Outro mito que a ginecologista afirma se deparar com frequência no consultório é a ideia de que a depilação está relacionada à higiene. Segundo ela, a decisão de manter ou não pelos na área íntima é uma questão de preferência pessoal, e não indica falta de limpeza.

Para Soraia, o que merece atenção é a presença de odores na região íntima. Ela afirma que cheiro fétido ou o que é comumente denominado de “cheiro de bacalhau” não é normal e pode indicar um problema de saúde que precisa ser investigado.

Ainda sobre a saúde íntima, a médica ressalta que estar em um relacionamento monogâmico- com apenas uma pessoa- não garante a proteção contra infecções sexualmente transmissíveis (ISTs). 

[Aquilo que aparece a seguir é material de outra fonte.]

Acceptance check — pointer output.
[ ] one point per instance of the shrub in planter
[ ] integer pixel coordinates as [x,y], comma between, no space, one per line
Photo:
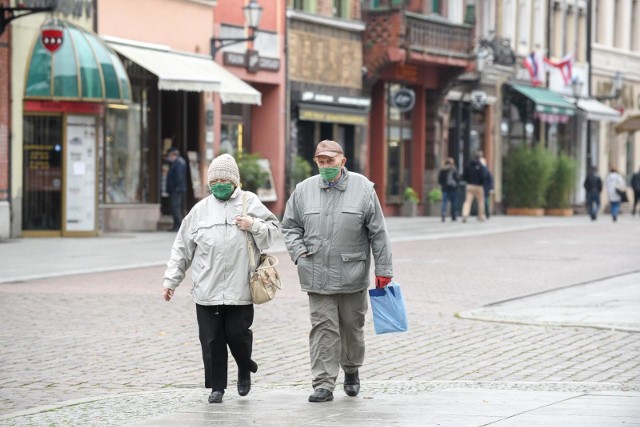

“Muitas mulheres se sentem seguras e acreditam que não precisam usar a camisinha por estarem com um parceiro fixo, mas é preciso ter cautela. Recomendo que, ao iniciar uma nova relação, o uso do preservativo e de outro método contraceptivo seja mantido até que ambos estejam seguros sobre a saúde um do outro”, enfatiza.

Já quando o assunto é menopausa — fase em que a mulher deixa de produzir óvulos e alguns hormônios —, Soraia reforça a importância da terapia de reposição hormonal e dos cuidados ao longo da vida. “A preparação começa cedo, com alimentação equilibrada, atividade física e atenção à saúde mental. Assim, as mudanças dessa fase são enfrentadas de forma mais tranquila”, destacou.